Walking into the locker room is like walking into a Jacuzzi to me… Refreshing, familiar… Very welcome. I look around, starting to get myself into the mindset I’ll need to get into this whole wrestling thing again. I started following the SWF again… Trying to see where old opponents had gone, and who the new up-and-comers were. I saw the rise, fall, and outright disappearance of Janus … Johnny Dangerous rise to his old form… The return of some downright legends… Including one “Grand Slam” Mark Stevens. I smile at that one. It’ll be interesting to wrestle with, or against him… I held him and the rest of the Carnival in the highest esteem… I had always hoped to be as good as they. But the matches that Stevens has been getting… Brutal.
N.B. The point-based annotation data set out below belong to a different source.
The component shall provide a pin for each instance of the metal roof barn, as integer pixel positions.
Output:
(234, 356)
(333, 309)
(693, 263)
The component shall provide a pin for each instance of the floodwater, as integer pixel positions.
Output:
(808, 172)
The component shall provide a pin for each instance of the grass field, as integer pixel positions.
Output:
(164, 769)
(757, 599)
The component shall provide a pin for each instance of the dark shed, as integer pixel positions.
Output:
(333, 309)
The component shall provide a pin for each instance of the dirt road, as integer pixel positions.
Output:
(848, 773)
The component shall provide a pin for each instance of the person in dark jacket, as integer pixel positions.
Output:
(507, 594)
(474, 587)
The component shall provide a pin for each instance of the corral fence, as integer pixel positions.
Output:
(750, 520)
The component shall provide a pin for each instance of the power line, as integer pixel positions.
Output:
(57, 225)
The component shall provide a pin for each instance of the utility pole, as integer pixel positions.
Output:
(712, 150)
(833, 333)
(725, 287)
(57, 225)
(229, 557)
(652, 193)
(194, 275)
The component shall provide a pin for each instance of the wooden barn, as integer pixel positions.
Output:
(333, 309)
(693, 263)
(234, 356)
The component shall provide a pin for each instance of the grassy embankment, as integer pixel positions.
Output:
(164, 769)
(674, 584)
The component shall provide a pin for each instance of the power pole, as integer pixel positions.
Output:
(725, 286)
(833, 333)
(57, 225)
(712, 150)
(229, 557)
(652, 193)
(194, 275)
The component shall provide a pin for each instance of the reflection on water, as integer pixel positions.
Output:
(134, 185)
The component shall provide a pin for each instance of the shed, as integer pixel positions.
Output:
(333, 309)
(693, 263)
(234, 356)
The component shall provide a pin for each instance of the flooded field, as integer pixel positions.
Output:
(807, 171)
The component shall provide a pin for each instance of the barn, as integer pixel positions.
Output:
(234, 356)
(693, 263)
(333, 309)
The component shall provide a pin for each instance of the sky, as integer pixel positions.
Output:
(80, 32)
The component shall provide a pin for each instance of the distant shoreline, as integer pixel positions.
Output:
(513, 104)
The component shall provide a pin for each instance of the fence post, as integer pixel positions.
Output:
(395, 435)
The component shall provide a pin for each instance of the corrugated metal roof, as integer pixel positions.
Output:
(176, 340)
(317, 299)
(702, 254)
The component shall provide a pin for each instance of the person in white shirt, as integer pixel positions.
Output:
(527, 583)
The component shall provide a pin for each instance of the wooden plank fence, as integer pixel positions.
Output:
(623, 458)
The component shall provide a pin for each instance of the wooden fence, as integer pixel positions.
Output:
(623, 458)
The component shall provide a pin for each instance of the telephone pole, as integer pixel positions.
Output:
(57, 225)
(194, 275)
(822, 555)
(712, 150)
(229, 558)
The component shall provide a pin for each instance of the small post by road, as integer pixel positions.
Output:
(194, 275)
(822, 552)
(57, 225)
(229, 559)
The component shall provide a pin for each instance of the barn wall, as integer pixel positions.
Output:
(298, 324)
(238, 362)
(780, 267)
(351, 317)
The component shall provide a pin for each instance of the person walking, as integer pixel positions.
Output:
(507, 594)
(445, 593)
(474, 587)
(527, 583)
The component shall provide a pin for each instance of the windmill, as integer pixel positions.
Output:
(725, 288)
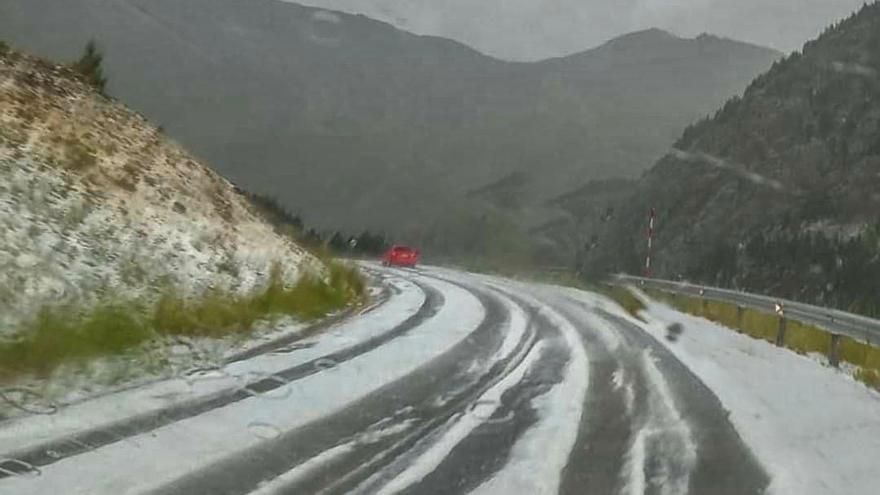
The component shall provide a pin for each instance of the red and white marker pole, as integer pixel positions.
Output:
(650, 242)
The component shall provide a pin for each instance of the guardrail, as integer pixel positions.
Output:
(837, 323)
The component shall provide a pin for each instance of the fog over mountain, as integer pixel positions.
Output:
(536, 29)
(356, 124)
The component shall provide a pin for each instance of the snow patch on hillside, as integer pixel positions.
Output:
(96, 204)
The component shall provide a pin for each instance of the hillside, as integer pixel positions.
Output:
(312, 106)
(778, 191)
(96, 204)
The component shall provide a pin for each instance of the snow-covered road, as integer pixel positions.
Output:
(463, 383)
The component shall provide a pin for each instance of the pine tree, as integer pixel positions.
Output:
(90, 67)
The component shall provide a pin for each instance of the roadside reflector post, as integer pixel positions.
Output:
(834, 354)
(780, 331)
(648, 268)
(739, 315)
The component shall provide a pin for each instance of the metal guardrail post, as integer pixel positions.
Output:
(834, 353)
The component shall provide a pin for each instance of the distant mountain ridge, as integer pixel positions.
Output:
(350, 121)
(778, 192)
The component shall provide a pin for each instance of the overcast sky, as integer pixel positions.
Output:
(535, 29)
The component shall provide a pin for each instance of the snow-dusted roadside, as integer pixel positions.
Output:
(815, 429)
(155, 458)
(190, 385)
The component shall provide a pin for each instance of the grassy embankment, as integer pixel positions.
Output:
(65, 334)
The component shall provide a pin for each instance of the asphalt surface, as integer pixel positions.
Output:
(856, 327)
(646, 423)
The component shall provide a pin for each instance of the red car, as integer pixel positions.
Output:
(401, 256)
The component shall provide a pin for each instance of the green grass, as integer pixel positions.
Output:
(60, 335)
(806, 339)
(799, 337)
(624, 297)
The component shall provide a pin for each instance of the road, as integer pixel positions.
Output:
(457, 383)
(857, 327)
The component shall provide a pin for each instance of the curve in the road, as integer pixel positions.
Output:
(91, 439)
(411, 401)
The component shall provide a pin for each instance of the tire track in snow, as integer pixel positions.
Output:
(412, 398)
(683, 441)
(84, 441)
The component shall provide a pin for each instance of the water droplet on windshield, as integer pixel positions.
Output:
(483, 409)
(204, 373)
(486, 410)
(266, 386)
(15, 467)
(325, 364)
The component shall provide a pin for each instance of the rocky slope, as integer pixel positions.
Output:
(349, 121)
(778, 192)
(97, 204)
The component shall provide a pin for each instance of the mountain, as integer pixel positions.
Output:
(98, 206)
(778, 192)
(356, 124)
(537, 29)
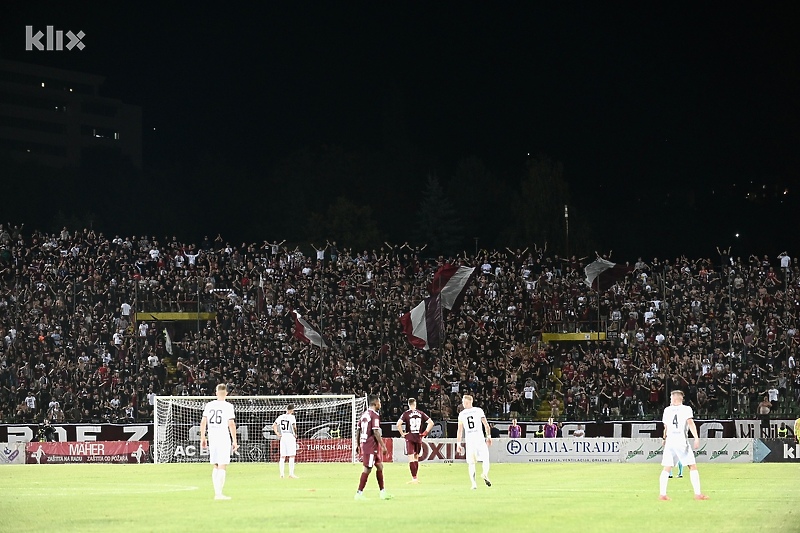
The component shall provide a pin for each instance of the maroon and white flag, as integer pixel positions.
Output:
(423, 324)
(306, 332)
(449, 282)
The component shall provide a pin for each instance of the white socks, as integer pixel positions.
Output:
(218, 479)
(694, 476)
(663, 479)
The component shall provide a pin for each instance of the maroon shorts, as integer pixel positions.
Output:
(371, 456)
(413, 445)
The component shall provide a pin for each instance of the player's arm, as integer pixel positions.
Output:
(232, 429)
(488, 431)
(693, 431)
(378, 434)
(203, 426)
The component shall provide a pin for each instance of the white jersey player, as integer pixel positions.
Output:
(471, 424)
(286, 426)
(218, 417)
(677, 419)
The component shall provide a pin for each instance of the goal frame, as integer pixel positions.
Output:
(284, 399)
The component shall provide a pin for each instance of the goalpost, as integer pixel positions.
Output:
(326, 427)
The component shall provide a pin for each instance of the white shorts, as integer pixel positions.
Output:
(219, 453)
(477, 451)
(678, 452)
(288, 446)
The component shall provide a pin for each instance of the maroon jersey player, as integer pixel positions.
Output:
(371, 447)
(413, 419)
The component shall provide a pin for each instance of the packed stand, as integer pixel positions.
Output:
(73, 351)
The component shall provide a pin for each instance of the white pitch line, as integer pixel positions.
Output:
(135, 488)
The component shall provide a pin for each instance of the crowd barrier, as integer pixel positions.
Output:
(605, 450)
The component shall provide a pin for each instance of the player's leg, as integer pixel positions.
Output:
(413, 449)
(222, 457)
(667, 462)
(368, 460)
(470, 457)
(379, 477)
(213, 459)
(484, 457)
(687, 458)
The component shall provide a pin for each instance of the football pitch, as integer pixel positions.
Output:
(523, 497)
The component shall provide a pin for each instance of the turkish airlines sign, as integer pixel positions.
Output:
(79, 432)
(87, 452)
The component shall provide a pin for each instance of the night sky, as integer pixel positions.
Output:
(640, 102)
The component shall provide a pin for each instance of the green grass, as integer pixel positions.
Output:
(524, 497)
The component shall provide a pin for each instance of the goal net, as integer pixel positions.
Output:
(326, 427)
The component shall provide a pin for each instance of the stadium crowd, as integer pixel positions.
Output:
(72, 350)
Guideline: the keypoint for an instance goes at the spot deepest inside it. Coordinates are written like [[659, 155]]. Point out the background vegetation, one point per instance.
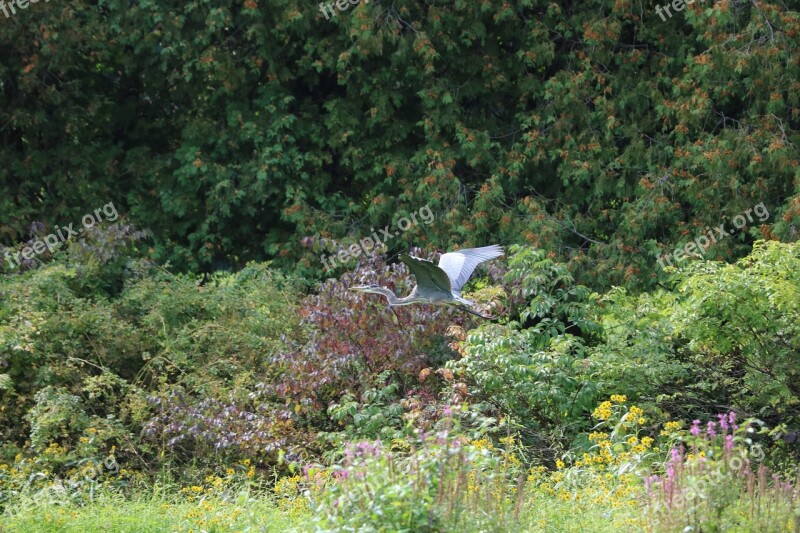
[[191, 364]]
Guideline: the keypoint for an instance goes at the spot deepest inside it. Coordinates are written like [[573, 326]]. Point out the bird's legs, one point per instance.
[[468, 310]]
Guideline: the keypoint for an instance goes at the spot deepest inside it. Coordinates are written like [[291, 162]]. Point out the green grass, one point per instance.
[[155, 512]]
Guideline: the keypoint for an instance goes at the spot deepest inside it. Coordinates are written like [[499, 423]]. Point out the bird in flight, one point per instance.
[[440, 285]]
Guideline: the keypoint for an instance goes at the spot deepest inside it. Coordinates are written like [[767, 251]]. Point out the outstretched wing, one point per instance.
[[460, 265], [432, 281]]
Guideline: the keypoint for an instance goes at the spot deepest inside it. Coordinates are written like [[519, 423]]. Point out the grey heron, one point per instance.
[[439, 285]]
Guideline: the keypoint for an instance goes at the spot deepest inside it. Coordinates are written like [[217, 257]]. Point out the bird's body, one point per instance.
[[439, 285]]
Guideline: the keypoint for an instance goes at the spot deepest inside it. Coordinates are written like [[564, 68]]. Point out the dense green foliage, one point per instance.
[[187, 353], [594, 129]]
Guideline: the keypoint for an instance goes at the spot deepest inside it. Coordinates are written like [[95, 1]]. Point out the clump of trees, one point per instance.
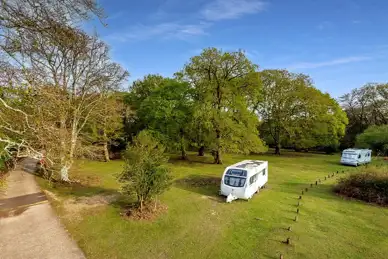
[[145, 174], [375, 138], [295, 114], [54, 79], [365, 106]]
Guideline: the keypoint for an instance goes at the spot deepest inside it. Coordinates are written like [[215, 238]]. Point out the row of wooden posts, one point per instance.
[[305, 190]]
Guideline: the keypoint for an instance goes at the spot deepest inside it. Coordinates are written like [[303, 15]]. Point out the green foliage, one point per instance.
[[375, 138], [225, 85], [365, 106], [168, 109], [329, 226], [371, 185], [294, 113], [145, 173]]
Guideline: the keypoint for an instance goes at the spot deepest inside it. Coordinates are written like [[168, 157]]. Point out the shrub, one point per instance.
[[370, 185], [145, 174]]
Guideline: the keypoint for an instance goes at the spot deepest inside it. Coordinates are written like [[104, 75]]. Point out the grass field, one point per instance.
[[199, 224]]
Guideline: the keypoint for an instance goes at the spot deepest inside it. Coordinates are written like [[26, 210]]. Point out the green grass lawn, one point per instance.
[[199, 224]]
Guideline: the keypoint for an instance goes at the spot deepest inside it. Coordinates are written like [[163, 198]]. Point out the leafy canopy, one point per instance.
[[376, 138]]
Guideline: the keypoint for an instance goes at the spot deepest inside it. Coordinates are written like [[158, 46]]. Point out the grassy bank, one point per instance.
[[199, 224]]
I keep finding myself wondering who he pissed off… Not only to get drug out of retirement, but to get put in these absolutely insane matches… I hope I don’t fall to that fate.

 

And some of these newer folks… Some that I don’t remember well in my time here… Max King… John Duran… Candace… Toxxxic… Some damn fine talent… It’s definitely going to be tough for me to break in easily, or without me taking my lumps.

 

Then… There’s “Petey the Irish Penguin”.

 

I’ve watched him a little bit… Him and his “merry band of misfits”… I haven’t seen him recently, but he reminds me of someone I knew in the way back when… Crazy, wild… A penchant for pretty women and bizarre antics and losing streaks… Hopefully I’ll get the chance to see him, see if he compares with my old friend.

 

But, enough reminiscing… I set my bag down in an open locker, and tread out of the room… One more place to go before I get some workout in…

 

-----

 

Home.

 

That’s the only word I can use to describe where I am now… What I see before me…

 

As I walk through one of the tunnels leading to the Gund’s main floor… I see the newly-constructed wrestling ring. I find myself smiling from ear to ear.

 

This is where I belong.

 

I walk up to the ring apron, hand running along the fabric. The feeling… The slight roughness of the texture relights sensations and memories of matches past… The spring of the ring ropes as I grab them and hop up on the apron…

 

I duck under the ropes, grinning like a fool. The passion I had for this sport comes through, flooding back full-force as I bounce against the near ropes, feeling the give under my back. The subtle “POP” of the ropes as I come off them each time just reinforces my realization that… I’m back once again.

 

And all at once, I stop, smiling lightly to nothing in particular.

 

“I’m back to where I should be,” I whisper to the empty arena. “I’m back… For myself… For my family… My love…” I look up at the ceiling… Past the ceiling… With a grin, knowing that somewhere out there, 3 people are definitely watching and waiting to see how I’ll fare… And I know they’re happy with my decision to finally return.

 

“And for the fans…” I chuckle to myself.

 

"Let The Fury give the fans what they fuckin' wanna see!"